Now that we have well-behaved guardian dogs and the spring lambs are trained to the Electronet, we can start experimenting with rotational grazing on parts of our property that have no exterior fencing. We started Sunday morning with our young fruit orchard. The hope was that the sheep could save us time by grazing amongst the trees. Whereas it’s a lot of work to maneuver the tractor through the grid, and then use a string trimmer around the tree trunks. We weren’t sure how tempting the trees would be to eat, given the lush graze in the section. I was willing to tolerate a little nibbling on the bottoms of the trees, and granted the sheep can’t reach very high anyway. But thought we’d start the trial on a weekend, where we could keep an eye on them and move them if it didn’t work out.

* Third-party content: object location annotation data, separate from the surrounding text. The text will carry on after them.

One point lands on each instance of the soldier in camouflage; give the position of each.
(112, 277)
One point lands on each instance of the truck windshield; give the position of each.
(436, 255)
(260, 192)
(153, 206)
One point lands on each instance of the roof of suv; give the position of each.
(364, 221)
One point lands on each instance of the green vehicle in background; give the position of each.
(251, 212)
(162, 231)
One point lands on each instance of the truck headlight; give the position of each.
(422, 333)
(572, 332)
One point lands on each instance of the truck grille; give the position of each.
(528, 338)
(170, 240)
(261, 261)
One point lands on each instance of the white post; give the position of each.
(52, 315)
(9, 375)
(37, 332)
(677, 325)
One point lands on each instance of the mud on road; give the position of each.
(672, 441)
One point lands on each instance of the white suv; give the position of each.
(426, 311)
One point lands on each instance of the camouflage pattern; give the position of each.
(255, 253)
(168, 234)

The experiment lasted about two hours, during which time the sheep tugged at fruit tree branches, munched leaves, and shook the trees violently while trying to scratch their itchy butts. Sometimes one little tree would have a half dozen sheep bunched around it, as if it were a great novelty worth competing over. So, we moved their section over to the next rectangle where there are no fruit trees. Back to mowing the orchard until the trees are bigger…

Though goats are well known for being browsers that prefer broadleaf plants over grass, sheep enjoy eating their fair share of leafy greens as well. I’ve read before that given the choice, sheep will comprise about 30% of their diet with broadleaf plants, and the rest grass. So though goats have the best reputation for clearing weedy areas, sheep do a fair job on blackberries and other unwanted plants as well. And apparently fruit trees, if you let them!

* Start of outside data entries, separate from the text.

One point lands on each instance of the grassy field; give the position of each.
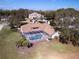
(8, 48)
(8, 45)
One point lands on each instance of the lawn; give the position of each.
(8, 40)
(43, 50)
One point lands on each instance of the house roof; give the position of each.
(36, 27)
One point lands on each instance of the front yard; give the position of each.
(41, 50)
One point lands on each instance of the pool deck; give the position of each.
(32, 27)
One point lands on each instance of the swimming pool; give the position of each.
(35, 35)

I am hoping that we can start doing more of this type of grazing (the grass, not the fruit trees), as the sheep will be a great help on the steep hillsides. Right now, Kirk uses a string trimmer on them, but it’s hard work. The sheep can do fast work grazing down a section, and cause little erosion if only left on a square for a few days. And they leave some nicely spread fertilizer behind to boot.

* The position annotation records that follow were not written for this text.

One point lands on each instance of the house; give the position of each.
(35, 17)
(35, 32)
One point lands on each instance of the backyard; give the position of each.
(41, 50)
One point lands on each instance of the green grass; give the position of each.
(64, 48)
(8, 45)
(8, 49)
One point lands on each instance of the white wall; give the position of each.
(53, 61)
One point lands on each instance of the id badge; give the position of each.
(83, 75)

And speaking of their willingness to nibble on things. Twice this year I’ve turned the sheep loose out of the hotwire to finish out grazing a big field along the edges. I left the hotwire sitting out in the field, unpowered. The first time, when I went to gather it a week or so later, I realized that the youngster lambs had been nibbling on the wires at the solar fence charger. So I replaced them. And today I just replaced them again, because apparently it’s not just curious little lambs that like to nibble on wires! They had even managed to turn the charger back on, so there I found it, pulsing away, and shorting into the grassy ground where the clamp connectors lay, all chewed up.